58年間の歴史にピリオドを打つことを決めた西武渋谷店。長年“シブセイ”の愛称で親しまれてきた同店は、なぜ閉店に至ったのか。今後の経営への影響はないのか。そごう・西武の田口広人社長(4月1日付で会長に異動)は、「西武渋谷店とセゾンの街づくりを知る最後の世代として、私から説明したい」と弊紙の取材に口を開いた。
WWD:閉店を決断した今の心境は?
田口広人社長(以下、田口):非常に無念であり、いろいろな思いが去来する。渋谷店は長く世界中から愛されてきた。長年ご愛顧いただいたお客さま、地域の皆さま、日本ならびに海外の取引先の皆さまに本当に愛していただいた。ご迷惑、ご不便をかけることに社長としてお詫びを申し上げたい。弊社の従業員にも心配をかけるが、配置転換で雇用は維持してく。

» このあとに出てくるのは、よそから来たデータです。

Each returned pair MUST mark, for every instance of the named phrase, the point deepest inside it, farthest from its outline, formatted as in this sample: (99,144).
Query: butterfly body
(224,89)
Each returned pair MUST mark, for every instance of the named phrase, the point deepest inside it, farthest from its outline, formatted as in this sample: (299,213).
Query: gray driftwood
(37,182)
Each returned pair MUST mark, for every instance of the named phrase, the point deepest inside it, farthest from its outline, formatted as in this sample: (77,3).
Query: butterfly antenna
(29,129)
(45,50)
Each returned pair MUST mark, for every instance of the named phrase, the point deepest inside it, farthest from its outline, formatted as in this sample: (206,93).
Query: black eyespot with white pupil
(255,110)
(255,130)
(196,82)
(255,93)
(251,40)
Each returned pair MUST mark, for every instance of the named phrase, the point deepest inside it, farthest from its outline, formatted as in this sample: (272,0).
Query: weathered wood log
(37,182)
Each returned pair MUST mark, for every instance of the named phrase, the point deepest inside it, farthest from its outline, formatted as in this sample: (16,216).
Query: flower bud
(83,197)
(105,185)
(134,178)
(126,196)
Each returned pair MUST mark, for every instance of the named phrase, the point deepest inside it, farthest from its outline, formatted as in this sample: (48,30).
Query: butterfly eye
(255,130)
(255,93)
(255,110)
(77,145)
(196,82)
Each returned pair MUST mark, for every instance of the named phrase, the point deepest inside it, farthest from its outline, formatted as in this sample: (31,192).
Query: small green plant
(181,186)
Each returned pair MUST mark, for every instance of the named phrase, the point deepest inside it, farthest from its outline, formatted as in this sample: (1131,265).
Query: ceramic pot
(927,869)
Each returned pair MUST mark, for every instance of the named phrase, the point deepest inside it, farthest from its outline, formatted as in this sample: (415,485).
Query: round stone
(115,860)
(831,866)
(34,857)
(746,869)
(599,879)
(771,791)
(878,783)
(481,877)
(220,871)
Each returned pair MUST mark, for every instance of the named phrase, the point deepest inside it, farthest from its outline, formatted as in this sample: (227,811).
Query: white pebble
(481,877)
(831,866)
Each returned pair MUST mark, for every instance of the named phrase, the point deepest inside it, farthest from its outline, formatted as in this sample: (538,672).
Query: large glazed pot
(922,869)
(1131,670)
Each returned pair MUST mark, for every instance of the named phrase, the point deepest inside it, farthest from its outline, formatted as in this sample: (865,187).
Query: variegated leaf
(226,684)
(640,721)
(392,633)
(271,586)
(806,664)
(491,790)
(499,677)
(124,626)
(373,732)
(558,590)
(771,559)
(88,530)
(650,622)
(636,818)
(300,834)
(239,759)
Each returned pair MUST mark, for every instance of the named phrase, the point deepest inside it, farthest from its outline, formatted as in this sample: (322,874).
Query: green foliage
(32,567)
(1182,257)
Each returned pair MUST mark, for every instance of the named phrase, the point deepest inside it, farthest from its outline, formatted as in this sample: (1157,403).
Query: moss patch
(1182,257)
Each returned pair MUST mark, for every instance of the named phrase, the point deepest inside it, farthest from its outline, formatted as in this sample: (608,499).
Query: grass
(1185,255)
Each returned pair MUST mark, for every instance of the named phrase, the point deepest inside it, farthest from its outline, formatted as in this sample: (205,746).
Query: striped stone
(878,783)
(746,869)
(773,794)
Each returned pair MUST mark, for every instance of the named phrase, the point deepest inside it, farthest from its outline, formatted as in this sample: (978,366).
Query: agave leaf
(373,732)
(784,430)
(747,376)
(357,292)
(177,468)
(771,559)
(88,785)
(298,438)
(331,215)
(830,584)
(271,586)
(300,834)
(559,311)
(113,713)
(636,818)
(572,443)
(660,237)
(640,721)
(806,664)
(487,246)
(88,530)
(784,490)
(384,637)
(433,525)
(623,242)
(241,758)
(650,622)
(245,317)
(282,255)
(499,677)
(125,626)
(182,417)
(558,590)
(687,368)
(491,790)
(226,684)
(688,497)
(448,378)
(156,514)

WWD:再開発後の建物に西武が再び入居することはないのか。
田口:そうした可能性も模索してきたが、難しいと結論づけた。地権者とは20年近くにわたって30回前後の勉強会を重ねて、将来の街づくりについて議論してきた。しかし再開発計画を具体化する段階になって、諸般の事情から撤退を決断するに至った。
WWD:店舗の業績が芳しくなかったのか。
田口:最近はだいぶ回復していたものの、この10年ほどは年20億〜30億円の赤字(A館、B館、パーキング館の3館の収支)が続いたことは事実だ。ただ近年はアニメやゲームのIP(知的財産)の催事が好評で、特に土日にはたいへんな賑わいになっていた。収益も改善の傾向にあり、現場の努力が実を結びつつあった。再建への手応えはあったため、私たちとしては営業を続けたかった。だが、地権者の意向もあって撤退に至った。